Betreft uitwerking cao 2013-2015 (1) algemeen Datum 2 oktober 2014
08/10
6.
Overige afspraken
Vakantie en verlof bij ziekte Het LOGA brengt de regels voor vakantieopbouw en –opname bij ziekte in lijn met Europese regelgeving. Dit betekent een aanpassing van een deel van hoofdstuk 6 van de CAR-UWO. De wijziging staat in de ledenbrief Uitwerking cao 2013-2015 (2) CAR-UWO teksten. HR21 Het LOGA gaat zich ervoor inzetten dat in 2016 de meerderheid van de gemeenten zich heeft aangesloten bij HR21, het functiewaarderingssysteem voor de sector gemeenten. Vakbondsverlof Het vakbondsverlof geldt vanaf 1 januari 2015 expliciet voor vakbondsconsulenten en arbeidsvoorwaardenadviseurs. De aanpassing van het artikel over vakbondsverlof in de CARUWO staat in de ledenbrief Uitwerking cao 2013-2015 (2) CAR-UWO teksten. Ziektekostencontract De CAR-UWO geeft medewerkers recht op een tegemoetkoming in de ziektekosten als zij zich verzekeren onder het collectieve zorgverzekeringscontract met IZA of Zilveren Kruis Achmea (CAR-UWO artikel 7:24a). De VNG gaat IZA en Achmea de opdracht geven om voor afloop van het huidige collectieve zorgverzekeringscontract te onderzoeken hoe werkgevers en medewerkers denken over deze voorwaarde voor de tegemoetkoming in de ziektekosten. Wijziging artikel 10d:33 lid 3 CAR Volgens het huidige CAR-UWO artikel 10d:33 lid 3 stopt de bovenwettelijke WW op het moment dat een (oud-)medewerker 62 jaar en 9 maanden wordt. Toen het LOGA dit artikel vaststelde werd een medewerker geacht vanaf 62 jaar en 9 maanden van het keuzepensioen te leven. Deze inkomensbasis is deels weggevallen door de verhoging van de AOW- en pensioenleeftijd. Het LOGA wijzigt artikel 10d:33 lid 3: vanaf 1 oktober 2014 vervalt het recht op bovenwettelijke WW op de AOW-leeftijd. De wijziging van artikel 10d:33 lid 3 staat in de ledenbrief Uitwerking cao 2013-2015 (2) CAR-UWO teksten. 7.

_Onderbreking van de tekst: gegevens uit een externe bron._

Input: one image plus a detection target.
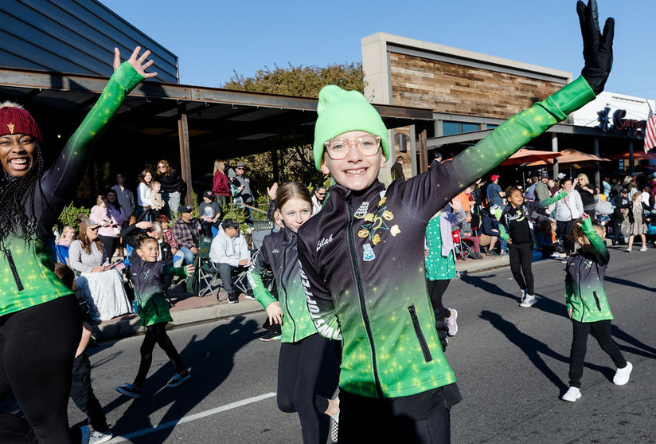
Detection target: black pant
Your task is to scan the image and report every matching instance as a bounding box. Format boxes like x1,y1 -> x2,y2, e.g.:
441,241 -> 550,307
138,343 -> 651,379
134,323 -> 186,388
70,353 -> 109,433
339,390 -> 450,444
556,220 -> 576,255
569,319 -> 626,388
427,279 -> 452,323
509,242 -> 534,295
201,220 -> 221,237
613,215 -> 624,244
0,295 -> 83,444
277,334 -> 331,444
98,235 -> 119,262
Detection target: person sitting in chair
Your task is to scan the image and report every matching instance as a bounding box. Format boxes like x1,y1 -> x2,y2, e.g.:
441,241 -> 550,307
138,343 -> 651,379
209,219 -> 252,304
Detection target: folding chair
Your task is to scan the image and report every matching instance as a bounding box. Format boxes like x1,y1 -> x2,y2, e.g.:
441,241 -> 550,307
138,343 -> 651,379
451,229 -> 474,261
197,236 -> 225,301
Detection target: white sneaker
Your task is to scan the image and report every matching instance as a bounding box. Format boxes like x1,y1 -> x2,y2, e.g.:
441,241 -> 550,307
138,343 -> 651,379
520,294 -> 537,307
613,362 -> 633,385
561,386 -> 581,402
89,429 -> 114,444
640,246 -> 648,252
625,248 -> 632,253
520,289 -> 527,303
446,309 -> 458,337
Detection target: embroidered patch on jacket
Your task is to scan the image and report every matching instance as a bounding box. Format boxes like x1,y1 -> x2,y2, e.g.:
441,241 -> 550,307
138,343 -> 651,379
363,243 -> 375,261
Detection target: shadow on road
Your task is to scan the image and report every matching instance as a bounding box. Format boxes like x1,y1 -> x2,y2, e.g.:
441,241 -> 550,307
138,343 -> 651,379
107,316 -> 260,442
605,275 -> 656,293
459,272 -> 518,302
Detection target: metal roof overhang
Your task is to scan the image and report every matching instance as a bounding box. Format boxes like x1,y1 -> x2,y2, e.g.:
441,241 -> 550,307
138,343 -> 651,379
0,66 -> 435,162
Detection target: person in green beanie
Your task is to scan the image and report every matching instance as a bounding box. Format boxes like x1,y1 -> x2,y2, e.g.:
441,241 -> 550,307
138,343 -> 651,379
296,2 -> 614,443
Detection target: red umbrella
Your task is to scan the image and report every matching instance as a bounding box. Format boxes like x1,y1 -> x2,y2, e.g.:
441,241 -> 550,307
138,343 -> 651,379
606,151 -> 656,161
526,149 -> 610,166
500,148 -> 562,166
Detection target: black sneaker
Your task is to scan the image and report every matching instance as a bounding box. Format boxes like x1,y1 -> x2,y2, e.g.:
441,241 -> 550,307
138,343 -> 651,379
486,250 -> 499,256
260,330 -> 282,342
228,292 -> 239,304
116,383 -> 141,399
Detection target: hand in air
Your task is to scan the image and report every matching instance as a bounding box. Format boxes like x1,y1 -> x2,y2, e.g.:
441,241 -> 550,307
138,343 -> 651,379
113,46 -> 158,79
577,0 -> 614,94
267,183 -> 279,200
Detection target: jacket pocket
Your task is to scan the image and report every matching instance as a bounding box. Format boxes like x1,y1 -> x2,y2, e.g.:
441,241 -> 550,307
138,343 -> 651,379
593,291 -> 602,312
5,250 -> 24,292
408,305 -> 433,363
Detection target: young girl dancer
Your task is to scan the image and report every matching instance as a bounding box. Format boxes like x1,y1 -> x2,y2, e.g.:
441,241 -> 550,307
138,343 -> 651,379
499,186 -> 566,307
116,237 -> 193,398
248,182 -> 339,444
561,214 -> 632,402
425,197 -> 466,344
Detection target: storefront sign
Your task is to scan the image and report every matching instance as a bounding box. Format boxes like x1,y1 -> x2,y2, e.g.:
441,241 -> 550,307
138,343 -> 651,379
597,107 -> 645,137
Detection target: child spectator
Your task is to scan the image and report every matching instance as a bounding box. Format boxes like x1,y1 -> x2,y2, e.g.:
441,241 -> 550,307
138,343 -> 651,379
115,236 -> 194,398
481,208 -> 506,256
536,219 -> 562,259
199,190 -> 222,237
561,214 -> 632,402
626,192 -> 648,252
150,180 -> 165,218
58,225 -> 76,246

Loonparagraaf en looptijd •
De cao loopt tot 1 januari 2016.
•
De salarissen worden per 1 oktober 2014 verhoogd met 1%
•
De salarissen worden per 1 april 2015 verhoogd met €50.
•
In oktober wordt een eenmalige uitkering gedaan van €350, de peildatum hiervoor is 15 juli 2014.
Betreft uitwerking cao 2013-2015 (1) algemeen Datum 2 oktober 2014
09/10
De uitwerking van de salarisafspraken staat in de ledenbrief Uitwerking cao 2013-2015 (3) Uitwerking salarismaatregelen.
Rechtskrachtbepaling Op grond van de statuten van de VNG en het reglement van het CvA zijn gemeenten gehouden om uitvoering te geven aan de in het LOGA overeengekomen CAR-bepalingen en de nadien overeengekomen wijzigingen daarvan. Voor gemeenten die bij de UWO zijn aangesloten, geldt dat eveneens voor de zogenoemde UWO-bepalingen. De CAR en de UWO zijn geen CAO in de zin van de Wet op de collectieve arbeidsovereenkomst, waardoor overeengekomen wijzigingen niet rechtstreeks doorwerken in de aanstelling van individuele ambtenaren. Op grond van artikel 125 Ambtenarenwet en artikel 160 Gemeentewet is het college verplicht, respectievelijk bevoegd, voor gemeenteambtenaren een lokale arbeidsvoorwaarden- en rechtspositieregeling vast te stellen in de vorm van een algemeen verbindend voorschrift. Op grond van artikel 107e Gemeentewet heeft de raad deze bevoegdheid voor de griffie. De gemeentelijke rechtspositieregeling is een algemeen verbindend voorschrift. Artikel 139 Gemeentewet bepaalt dat besluiten, die algemeen verbindende voorschriften inhouden, pas verbinden wanneer zij op de juiste manier zijn bekendgemaakt. Sinds 1 januari 2014 dient dit te geschieden door vermelding in een elektronisch en algemeen toegankelijk gemeenteblad, overeenkomstig de ‘Regeling elektronische bekendmaking en beschikbaarstelling regelgeving decentrale overheden’. Landelijk Overleg Gemeentelijke Arbeidsvoorwaarden
Mw. mr. S. Pijpstra secretaris
Deze ledenbrief staat ook op www.vng.nl onder brieven.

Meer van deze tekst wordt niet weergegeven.